Olga Scheps

Geboren 1986 in Moskau, entdeckte die Tochter zweier Pianisten im Alter von vier Jahren das Klavierspiel für sich. Ihre Studien auf dem Instrument intensivierte sie nach dem Umzug der Familie nach Deutschland 1992. Bereits in jungem Alter entwickelte sie ein Klavierspiel, das intensive Emotionalität und Ausdrucksstärke mit außergewöhnlichem pianistischen Können vereint. Dieses Talent entdeckte auch Alfred Brendel, der die junge Olga Scheps förderte. Ihr Studium bei Prof. Pavel Gililov in ihrer Wahlheimat Köln schloss die Stipendiatin der „Deutschen Stiftung Musikleben“ und der „Studienstiftung des deutschen Volkes“ 2013 mit dem Konzertexamen mit Auszeichnung ab. Ihre Kenntnisse vertiefte sie bei Prof. Arie Vardi und Prof. Dmitri Baschkirow.

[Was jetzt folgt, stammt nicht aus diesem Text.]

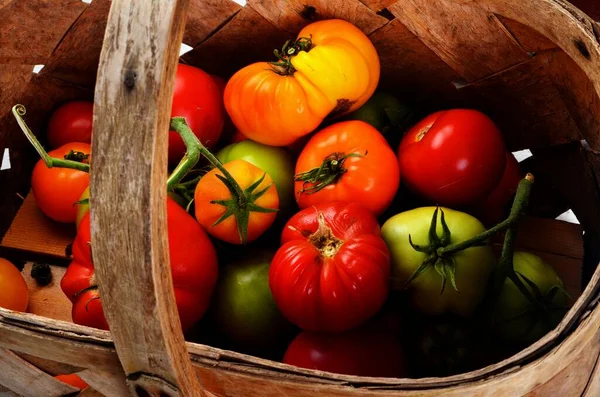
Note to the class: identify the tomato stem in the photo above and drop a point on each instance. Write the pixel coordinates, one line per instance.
(19, 111)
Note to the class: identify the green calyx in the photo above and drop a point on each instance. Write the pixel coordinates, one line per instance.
(284, 66)
(329, 172)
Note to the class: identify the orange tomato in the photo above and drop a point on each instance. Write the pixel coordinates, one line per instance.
(14, 294)
(57, 189)
(358, 166)
(331, 69)
(211, 188)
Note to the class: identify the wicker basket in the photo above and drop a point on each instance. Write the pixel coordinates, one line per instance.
(533, 65)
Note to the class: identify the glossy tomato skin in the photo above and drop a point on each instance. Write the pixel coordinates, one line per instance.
(198, 98)
(71, 122)
(371, 178)
(332, 270)
(210, 188)
(14, 294)
(372, 349)
(336, 76)
(57, 189)
(193, 267)
(453, 158)
(496, 206)
(473, 265)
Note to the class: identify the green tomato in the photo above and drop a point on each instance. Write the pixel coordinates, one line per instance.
(243, 310)
(276, 161)
(515, 318)
(473, 265)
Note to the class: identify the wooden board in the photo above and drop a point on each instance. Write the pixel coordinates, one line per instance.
(34, 232)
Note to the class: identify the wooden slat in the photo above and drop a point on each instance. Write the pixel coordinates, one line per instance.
(27, 380)
(475, 48)
(76, 57)
(32, 29)
(34, 232)
(232, 48)
(292, 15)
(205, 17)
(526, 105)
(133, 98)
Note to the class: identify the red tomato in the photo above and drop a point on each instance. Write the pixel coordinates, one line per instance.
(73, 380)
(495, 207)
(370, 350)
(358, 166)
(71, 122)
(56, 189)
(193, 265)
(453, 157)
(332, 271)
(197, 97)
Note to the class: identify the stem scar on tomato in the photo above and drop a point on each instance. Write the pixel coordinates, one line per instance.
(329, 172)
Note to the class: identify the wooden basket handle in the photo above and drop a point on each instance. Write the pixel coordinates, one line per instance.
(130, 248)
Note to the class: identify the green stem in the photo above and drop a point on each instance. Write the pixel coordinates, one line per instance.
(195, 148)
(19, 111)
(517, 212)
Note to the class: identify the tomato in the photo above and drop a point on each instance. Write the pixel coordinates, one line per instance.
(358, 166)
(14, 294)
(472, 266)
(453, 158)
(332, 270)
(243, 307)
(515, 318)
(369, 350)
(210, 214)
(198, 98)
(496, 206)
(275, 161)
(193, 267)
(57, 189)
(82, 208)
(331, 69)
(71, 122)
(73, 380)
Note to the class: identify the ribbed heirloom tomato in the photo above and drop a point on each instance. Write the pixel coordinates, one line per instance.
(332, 271)
(453, 158)
(193, 266)
(332, 68)
(348, 161)
(57, 189)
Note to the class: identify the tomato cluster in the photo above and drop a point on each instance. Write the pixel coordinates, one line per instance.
(292, 236)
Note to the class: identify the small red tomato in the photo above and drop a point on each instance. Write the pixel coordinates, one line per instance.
(453, 158)
(494, 208)
(71, 122)
(57, 189)
(197, 97)
(332, 271)
(369, 350)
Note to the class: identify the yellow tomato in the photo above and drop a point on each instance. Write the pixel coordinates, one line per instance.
(331, 69)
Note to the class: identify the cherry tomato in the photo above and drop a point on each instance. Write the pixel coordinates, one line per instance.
(348, 161)
(332, 271)
(57, 189)
(197, 97)
(14, 294)
(71, 122)
(453, 158)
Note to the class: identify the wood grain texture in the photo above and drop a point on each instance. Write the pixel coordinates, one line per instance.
(34, 232)
(205, 17)
(465, 47)
(131, 117)
(292, 15)
(23, 39)
(76, 57)
(27, 380)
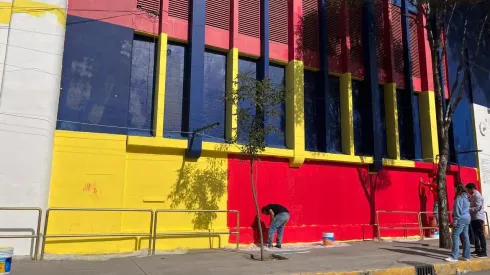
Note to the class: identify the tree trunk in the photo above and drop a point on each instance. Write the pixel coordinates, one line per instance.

Olga Scheps’ Repertoire umfasst neben den großen Werken der Klavierliteratur auch Kompositionen, die selten auf Konzertbühnen gespielt werden, darunter die posthumen Etüden von Frédéric Chopin, Franz Liszts „Malédiction“, „Les Oiseaux exotiques“ von Olivier Messiaen, „Lamentate“ von Arvo Pärt, das Klavierquintett von Mieczysław Weinberg und Antonín Dvořáks Klavierkonzert.

Ihre Solo-Recitals sind beim Publikum in aller Welt ebenso gefragt wie ihre Auftritte als Solistin mit Orchester und ihre kammermusikalischen Projekte.

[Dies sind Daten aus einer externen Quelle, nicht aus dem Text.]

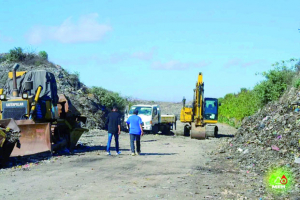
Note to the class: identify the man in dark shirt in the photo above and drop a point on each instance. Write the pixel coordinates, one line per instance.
(114, 129)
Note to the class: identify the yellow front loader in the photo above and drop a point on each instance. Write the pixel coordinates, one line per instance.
(202, 116)
(30, 100)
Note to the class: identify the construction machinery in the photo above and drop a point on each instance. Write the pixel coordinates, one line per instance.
(47, 121)
(202, 116)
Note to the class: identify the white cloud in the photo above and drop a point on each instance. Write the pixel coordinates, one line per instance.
(177, 65)
(240, 63)
(5, 38)
(86, 29)
(142, 55)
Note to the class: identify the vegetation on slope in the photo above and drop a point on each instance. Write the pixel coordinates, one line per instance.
(245, 103)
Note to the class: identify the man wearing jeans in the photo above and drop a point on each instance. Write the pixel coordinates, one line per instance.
(135, 131)
(114, 129)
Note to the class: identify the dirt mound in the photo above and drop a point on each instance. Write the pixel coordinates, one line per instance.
(270, 138)
(69, 85)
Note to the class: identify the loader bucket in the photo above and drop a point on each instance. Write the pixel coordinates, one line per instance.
(75, 135)
(198, 133)
(35, 138)
(6, 147)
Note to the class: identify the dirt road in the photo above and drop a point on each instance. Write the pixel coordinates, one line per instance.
(170, 167)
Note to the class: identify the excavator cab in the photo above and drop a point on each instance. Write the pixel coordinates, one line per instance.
(203, 115)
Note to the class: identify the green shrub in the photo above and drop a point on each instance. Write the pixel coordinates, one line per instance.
(16, 55)
(297, 83)
(235, 107)
(43, 54)
(2, 58)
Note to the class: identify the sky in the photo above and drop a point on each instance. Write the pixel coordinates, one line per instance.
(154, 50)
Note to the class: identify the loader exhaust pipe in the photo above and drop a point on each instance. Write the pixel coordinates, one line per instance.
(15, 87)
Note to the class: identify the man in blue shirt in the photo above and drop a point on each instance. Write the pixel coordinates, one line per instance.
(114, 129)
(134, 123)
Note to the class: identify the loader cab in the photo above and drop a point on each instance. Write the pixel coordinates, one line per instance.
(211, 108)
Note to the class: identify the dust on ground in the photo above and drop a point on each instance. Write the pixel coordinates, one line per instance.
(170, 167)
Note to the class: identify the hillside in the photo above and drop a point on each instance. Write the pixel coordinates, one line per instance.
(95, 102)
(69, 84)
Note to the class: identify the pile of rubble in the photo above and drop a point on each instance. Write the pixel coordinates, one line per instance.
(271, 137)
(69, 85)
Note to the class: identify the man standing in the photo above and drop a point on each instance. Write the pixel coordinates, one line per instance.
(114, 129)
(134, 123)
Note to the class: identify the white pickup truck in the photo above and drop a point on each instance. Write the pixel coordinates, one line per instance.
(152, 119)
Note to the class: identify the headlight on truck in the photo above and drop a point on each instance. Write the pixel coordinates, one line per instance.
(2, 96)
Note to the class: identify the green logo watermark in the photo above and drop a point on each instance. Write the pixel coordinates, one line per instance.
(279, 180)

Namhafte Dirigenten wie Thomas Dausgaard, Lorin Maazel, José Serebrier, Marcus Bosch, Ralf Weikert, Michel Tabachnik, Antoni Wit, Ivor Bolton, Cristian Mandeal, Christoph Altstaedt, Tugan Sokhiev, Simone Young, Markus Poschner und Pablo Heras-Casado luden Olga Scheps zur Zusammenarbeit ein.

Die Pianistin trat mit renommierten Orchestern wie dem  Orchestre Philharmonique de Monte-Carlo, dem Warsaw Philharmonic Orchestra, dem Mozarteum Orchester Salzburg, den Münchner Symphonikern, dem Royal Scottish National Orchestra, der Russischen Staatskapelle Moskau, der Staatskapelle Weimar, dem Zürcher Kammerorchester, der NDR Radiophilharmonie, dem Orchestre National du Capitole de Toulouse, der Prague Philharmonia, dem Israel Philharmonic Orchestra und dem New Japan Philharmonic Orchestra auf.

Heute konzertiert Olga Scheps mit großem Erfolg in weltbekannten Konzerthäusern wie der Elbphilharmonie, der Berliner und Kölner Philharmonie, dem Wiener Konzerthaus, der Cadogan Hall London, der Tonhalle Zürich und der Suntory Hall in Tokyo. Sie ist ein gefragter Gast bei Festivals wie dem Rheingau Musik Festival, den Festspielen Mecklenburg-Vorpommern, dem Kissinger Sommer, dem Heidelberger Frühling, dem Klavier-Festival Ruhr, dem Schleswig-Holstein Musik Festival, dem MDR Musiksommer, dem Lucerne Festival am Piano, dem ACHTBRÜCKEN Festival in Köln, dem Mozartfest Würzburg, dem Mersin Festival in der Türkei und dem Menuhin Festival Gstaad.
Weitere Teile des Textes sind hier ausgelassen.